Yaari interferes with autobiographical moments in the past/present/future: her matriculation certificate; a lascivious lighter she bought and manipulated; Philatelic Service stamps of her own design; a small mirror bearing the declaration: ‘My art is my hobby – Everything I do is art’; the cover page of Waiting for Godot, the only page in the book that you do not have to fold over in order to remember where you are; an authentic family photograph, and a family tree.
In her safari Yaari celebrates and glorifies herself via souvenirs and purchases from her life. Her gesture of presenting her life is all-encompassing, egomaniacal and manic. A closer look at the items, however, reveals that these are, in fact, common to each and every one of us.

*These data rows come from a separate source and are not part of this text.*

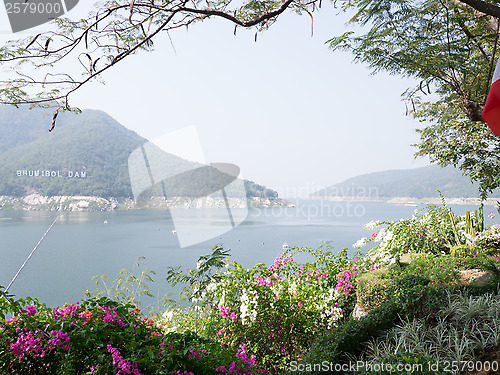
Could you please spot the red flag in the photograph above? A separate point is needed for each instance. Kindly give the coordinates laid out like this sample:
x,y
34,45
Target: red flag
x,y
491,111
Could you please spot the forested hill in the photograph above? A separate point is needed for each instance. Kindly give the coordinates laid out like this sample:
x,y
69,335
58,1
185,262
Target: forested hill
x,y
86,154
416,183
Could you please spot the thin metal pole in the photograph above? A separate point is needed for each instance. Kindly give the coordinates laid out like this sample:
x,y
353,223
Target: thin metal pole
x,y
29,256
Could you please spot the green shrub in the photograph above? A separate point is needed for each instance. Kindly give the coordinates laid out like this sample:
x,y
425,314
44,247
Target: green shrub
x,y
99,336
371,287
404,364
462,327
488,241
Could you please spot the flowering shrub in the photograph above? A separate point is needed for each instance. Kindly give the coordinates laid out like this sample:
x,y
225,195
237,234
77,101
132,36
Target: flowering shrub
x,y
276,311
488,241
434,229
100,336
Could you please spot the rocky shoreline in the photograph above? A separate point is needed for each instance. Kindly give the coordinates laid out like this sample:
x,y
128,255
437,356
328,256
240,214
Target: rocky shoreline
x,y
35,202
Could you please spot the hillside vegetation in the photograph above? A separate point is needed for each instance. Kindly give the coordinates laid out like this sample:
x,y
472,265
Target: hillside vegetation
x,y
86,154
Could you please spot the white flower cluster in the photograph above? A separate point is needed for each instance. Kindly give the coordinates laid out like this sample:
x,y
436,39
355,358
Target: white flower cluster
x,y
372,224
328,309
169,320
360,243
248,308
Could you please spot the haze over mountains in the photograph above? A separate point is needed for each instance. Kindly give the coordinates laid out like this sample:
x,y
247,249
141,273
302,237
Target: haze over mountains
x,y
416,183
86,154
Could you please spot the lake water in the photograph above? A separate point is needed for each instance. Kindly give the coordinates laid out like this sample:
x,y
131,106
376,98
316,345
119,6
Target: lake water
x,y
84,244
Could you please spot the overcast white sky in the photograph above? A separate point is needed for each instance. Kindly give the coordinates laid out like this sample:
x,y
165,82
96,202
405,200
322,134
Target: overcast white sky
x,y
287,110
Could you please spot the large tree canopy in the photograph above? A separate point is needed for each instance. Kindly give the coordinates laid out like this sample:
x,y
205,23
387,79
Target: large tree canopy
x,y
451,49
47,68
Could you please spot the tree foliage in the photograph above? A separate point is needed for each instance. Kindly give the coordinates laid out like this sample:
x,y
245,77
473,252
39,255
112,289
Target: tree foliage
x,y
450,49
114,30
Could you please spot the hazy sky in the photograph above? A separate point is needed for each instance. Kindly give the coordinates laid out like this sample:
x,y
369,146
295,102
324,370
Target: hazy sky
x,y
287,110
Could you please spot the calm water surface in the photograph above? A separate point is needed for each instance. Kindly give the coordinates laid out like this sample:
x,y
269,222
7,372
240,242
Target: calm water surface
x,y
84,244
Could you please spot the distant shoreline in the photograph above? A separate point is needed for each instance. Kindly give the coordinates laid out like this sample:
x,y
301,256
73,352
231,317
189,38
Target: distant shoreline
x,y
35,202
410,200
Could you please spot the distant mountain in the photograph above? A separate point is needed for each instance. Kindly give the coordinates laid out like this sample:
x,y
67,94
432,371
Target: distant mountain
x,y
86,154
416,183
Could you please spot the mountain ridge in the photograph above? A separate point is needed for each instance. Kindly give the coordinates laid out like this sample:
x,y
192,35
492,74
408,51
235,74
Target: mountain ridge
x,y
423,182
86,155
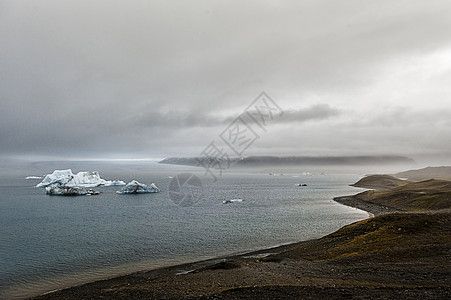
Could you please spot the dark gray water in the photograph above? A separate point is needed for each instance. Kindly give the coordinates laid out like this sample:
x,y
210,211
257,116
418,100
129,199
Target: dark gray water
x,y
51,242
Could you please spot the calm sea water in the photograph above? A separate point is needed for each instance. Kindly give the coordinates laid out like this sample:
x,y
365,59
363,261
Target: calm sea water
x,y
51,242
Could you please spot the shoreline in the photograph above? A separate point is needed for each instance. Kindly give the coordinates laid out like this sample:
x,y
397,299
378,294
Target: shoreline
x,y
189,267
390,256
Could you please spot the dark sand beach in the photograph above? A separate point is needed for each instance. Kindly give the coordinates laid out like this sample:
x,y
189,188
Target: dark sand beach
x,y
404,252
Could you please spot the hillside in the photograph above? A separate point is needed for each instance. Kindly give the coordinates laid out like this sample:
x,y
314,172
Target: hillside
x,y
415,196
443,173
380,182
391,238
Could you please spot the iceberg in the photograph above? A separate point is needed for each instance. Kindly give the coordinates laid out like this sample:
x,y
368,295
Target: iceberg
x,y
69,191
134,187
232,201
81,179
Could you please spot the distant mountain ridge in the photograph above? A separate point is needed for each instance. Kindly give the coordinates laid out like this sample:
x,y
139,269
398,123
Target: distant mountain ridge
x,y
254,161
443,173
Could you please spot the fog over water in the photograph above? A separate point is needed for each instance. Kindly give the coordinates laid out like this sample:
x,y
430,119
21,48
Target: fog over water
x,y
150,79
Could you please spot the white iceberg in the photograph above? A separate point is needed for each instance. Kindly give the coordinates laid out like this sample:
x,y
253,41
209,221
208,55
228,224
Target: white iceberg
x,y
134,187
82,179
232,201
70,191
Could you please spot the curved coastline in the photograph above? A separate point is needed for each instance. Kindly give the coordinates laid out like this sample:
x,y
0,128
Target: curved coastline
x,y
184,268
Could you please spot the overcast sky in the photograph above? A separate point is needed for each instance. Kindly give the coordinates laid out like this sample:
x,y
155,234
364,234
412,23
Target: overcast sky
x,y
143,79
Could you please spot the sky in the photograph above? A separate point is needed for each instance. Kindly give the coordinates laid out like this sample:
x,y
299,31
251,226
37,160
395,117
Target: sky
x,y
152,79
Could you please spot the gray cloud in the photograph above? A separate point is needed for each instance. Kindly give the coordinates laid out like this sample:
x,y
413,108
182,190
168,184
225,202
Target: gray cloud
x,y
149,78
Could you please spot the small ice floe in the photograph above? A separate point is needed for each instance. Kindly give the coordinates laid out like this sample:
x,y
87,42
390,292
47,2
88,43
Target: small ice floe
x,y
232,201
135,187
69,191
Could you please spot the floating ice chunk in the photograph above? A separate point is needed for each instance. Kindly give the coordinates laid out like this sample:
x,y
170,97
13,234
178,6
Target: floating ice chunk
x,y
69,191
134,187
33,177
83,179
232,201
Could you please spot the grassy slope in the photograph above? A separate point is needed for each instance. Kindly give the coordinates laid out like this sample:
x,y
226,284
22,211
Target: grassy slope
x,y
399,237
414,196
442,173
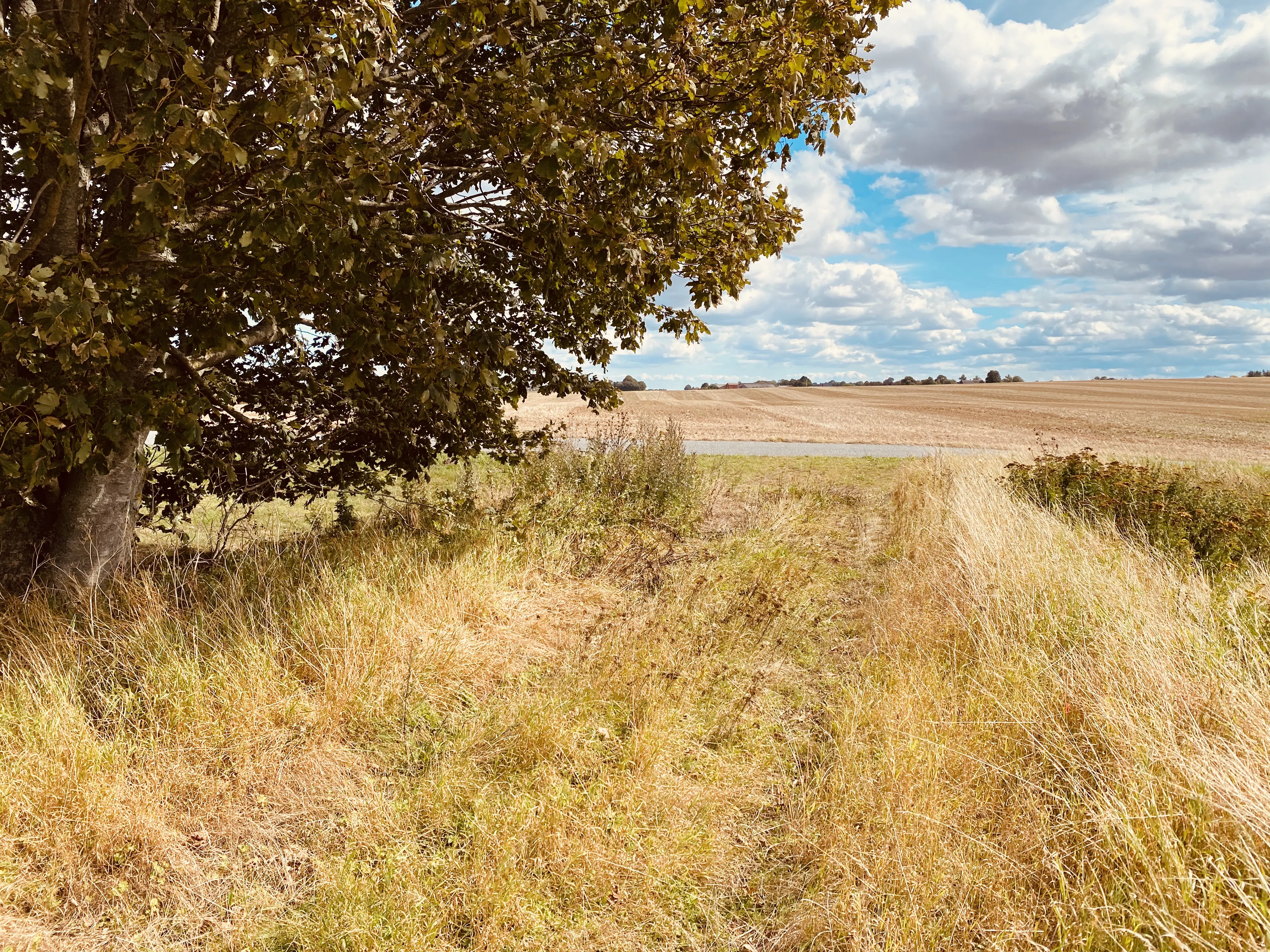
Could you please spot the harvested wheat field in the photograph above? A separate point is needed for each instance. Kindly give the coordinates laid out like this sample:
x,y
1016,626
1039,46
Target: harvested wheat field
x,y
1178,419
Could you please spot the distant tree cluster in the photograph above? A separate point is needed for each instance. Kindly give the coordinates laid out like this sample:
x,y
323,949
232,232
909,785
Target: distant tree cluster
x,y
804,381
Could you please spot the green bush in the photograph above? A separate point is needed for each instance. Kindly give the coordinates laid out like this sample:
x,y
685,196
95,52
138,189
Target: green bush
x,y
623,475
1173,509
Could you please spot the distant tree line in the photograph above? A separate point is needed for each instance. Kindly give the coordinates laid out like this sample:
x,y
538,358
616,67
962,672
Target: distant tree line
x,y
908,381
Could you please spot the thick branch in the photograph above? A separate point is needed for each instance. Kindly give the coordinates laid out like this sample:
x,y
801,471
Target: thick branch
x,y
192,372
267,332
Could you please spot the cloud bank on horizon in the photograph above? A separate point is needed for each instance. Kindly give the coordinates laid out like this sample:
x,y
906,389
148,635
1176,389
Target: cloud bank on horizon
x,y
1055,200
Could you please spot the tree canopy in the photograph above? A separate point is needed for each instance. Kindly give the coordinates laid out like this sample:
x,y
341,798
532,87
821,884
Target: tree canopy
x,y
315,244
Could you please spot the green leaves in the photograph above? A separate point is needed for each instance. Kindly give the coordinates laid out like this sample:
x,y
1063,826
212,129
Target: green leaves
x,y
373,228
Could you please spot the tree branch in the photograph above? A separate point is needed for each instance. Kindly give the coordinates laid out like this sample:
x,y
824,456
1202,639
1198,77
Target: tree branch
x,y
267,332
192,372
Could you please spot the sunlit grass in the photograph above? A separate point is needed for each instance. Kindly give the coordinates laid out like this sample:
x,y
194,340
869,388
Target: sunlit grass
x,y
797,705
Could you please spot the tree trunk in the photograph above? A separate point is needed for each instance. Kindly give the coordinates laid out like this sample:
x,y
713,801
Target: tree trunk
x,y
92,539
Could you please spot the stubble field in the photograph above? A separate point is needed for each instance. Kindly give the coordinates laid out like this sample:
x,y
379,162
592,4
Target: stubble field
x,y
1180,419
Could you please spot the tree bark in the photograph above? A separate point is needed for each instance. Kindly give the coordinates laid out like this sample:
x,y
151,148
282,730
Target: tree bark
x,y
92,537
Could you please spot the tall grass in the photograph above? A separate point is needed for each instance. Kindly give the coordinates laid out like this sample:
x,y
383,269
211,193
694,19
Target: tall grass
x,y
1065,739
1216,522
836,719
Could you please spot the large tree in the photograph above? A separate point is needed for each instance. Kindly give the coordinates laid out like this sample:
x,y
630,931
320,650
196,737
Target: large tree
x,y
313,244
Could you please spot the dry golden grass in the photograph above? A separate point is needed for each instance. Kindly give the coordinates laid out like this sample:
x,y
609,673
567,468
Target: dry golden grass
x,y
868,706
1183,419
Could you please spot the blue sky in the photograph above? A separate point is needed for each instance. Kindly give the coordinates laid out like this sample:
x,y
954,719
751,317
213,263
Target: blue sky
x,y
1058,190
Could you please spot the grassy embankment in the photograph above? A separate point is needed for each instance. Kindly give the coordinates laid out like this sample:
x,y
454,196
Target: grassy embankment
x,y
623,704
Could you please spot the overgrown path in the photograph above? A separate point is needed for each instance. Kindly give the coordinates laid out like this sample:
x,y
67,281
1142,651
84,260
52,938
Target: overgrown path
x,y
864,705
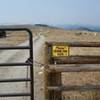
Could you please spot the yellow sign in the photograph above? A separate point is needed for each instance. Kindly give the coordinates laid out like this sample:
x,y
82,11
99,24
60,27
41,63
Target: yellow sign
x,y
60,50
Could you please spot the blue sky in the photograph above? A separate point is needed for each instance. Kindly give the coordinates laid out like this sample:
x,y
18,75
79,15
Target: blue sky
x,y
50,12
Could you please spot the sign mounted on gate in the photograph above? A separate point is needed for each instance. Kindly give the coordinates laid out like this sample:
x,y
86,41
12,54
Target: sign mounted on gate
x,y
60,50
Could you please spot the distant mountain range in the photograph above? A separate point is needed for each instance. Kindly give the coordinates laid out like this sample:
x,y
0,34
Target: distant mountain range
x,y
81,27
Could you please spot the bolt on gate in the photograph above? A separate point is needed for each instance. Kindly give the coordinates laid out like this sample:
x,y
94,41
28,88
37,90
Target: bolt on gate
x,y
59,60
28,63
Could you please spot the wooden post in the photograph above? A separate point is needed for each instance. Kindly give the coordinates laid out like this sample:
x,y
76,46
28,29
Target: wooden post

The work features: Jürgen Klinsmann, Virginia Woolf, Johann Sebastian Bach, Joseph von Fraunhofer, Gustav Kirchhoff, Robert Bunsen, Avinoam Granot, Riki Levy, Hillel Roman, Itamar Jobani, Mary, Jesus, Felice Bauer, Aya, the nuclear Yaari family, anyone blood-related to the artist, Samuel Beckett, S. Avi-Gil, Franz Kafka, Quentin Bell, the viewer, and the lenders of the works: Orit Kovatch, Roee Rosen, and Ada Na’aman.
The wall installation incorporates small pieces, found objects – all taken from the real world and presented on the wall. Yaari incorporates everything in her biography – including Galileo Galilei’s famous words: “Ve’af-al-pi-chen, noa tanua!” (Eppur si muove – And yet it does move), which also contain Noa.